The latest incident comes amid heightened tensions in Asia, less than a month after an arbitration court in the Hague invalidated China's sweeping claims in the disputed South China Sea, in a case brought by the Philippines.
China has refused to recognize the ruling. Japan called on China to adhere to the verdict, which it said was binding, prompting warnings from Beijing to Tokyo not to interfere.
Three of the six Chinese coastguard ships that were in the so-called contiguous waters on Saturday appeared to be armed, Japan's Coast Guard said.
On Friday, a Japanese foreign ministry official said Chinese coastguard ships and fishing vessels entered what Tokyo considers its territorial waters around the islets.
Beijing claims the uninhabited, Tokyo-controlled East China Sea islands, called the Senkaku in Japan and Diaoyu in China, and occasionally sends its coastguard vessels near them.
A senior Japanese foreign ministry official on Saturday issued a protest to a Chinese embassy official in Tokyo calling on the coastguard ships to leave the area immediately and condemning the action as a unilateral escalation of tensions, the ministry said.

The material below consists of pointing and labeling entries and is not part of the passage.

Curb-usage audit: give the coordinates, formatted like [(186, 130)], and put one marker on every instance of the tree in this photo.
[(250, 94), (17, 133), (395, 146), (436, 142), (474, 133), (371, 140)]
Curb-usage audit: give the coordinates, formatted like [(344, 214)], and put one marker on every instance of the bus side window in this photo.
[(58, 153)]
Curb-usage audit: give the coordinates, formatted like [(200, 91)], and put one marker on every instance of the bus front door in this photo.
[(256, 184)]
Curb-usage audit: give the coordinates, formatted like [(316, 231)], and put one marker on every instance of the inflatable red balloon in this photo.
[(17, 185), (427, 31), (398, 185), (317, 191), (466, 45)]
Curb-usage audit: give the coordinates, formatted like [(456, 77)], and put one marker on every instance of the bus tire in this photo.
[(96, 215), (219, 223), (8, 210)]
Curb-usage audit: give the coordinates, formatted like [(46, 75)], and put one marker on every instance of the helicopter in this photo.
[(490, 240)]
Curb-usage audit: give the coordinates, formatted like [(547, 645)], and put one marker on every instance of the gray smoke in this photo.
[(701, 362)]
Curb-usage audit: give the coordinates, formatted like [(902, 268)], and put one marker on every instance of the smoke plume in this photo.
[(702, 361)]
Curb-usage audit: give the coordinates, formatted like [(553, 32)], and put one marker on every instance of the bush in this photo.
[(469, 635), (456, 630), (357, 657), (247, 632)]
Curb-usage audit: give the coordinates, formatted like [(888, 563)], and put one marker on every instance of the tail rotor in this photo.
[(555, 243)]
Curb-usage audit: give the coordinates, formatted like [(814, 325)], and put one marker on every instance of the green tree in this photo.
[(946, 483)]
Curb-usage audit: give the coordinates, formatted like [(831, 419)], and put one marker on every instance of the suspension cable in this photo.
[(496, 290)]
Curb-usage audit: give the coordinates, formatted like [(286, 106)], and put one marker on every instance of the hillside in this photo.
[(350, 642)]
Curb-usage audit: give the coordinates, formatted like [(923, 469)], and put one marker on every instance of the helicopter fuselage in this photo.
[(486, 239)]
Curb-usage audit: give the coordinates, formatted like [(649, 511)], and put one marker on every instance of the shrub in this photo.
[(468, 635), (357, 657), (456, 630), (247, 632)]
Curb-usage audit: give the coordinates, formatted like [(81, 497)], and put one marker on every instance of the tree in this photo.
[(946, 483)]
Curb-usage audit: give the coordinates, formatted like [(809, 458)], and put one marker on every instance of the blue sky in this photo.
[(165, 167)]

Japanese Vice Foreign Minister Shinsuke Sugiyama on Friday summoned China's ambassador to Japan, Cheng Yonghua, to lodge a strong protest, the ministry said.
Chinese officials could not immediately be reached for comment on Saturday.
China on Friday accused Japan's new defense minister, Tomomi Inada, of recklessly misrepresenting history after she declined to say whether Japanese troops massacred civilians in China during World War Two.
Ties between China and Japan, the world's second- and third-largest economies, have been plagued by the territorial row, the legacy of Japans' wartime occupation of parts of China and regional rivalry.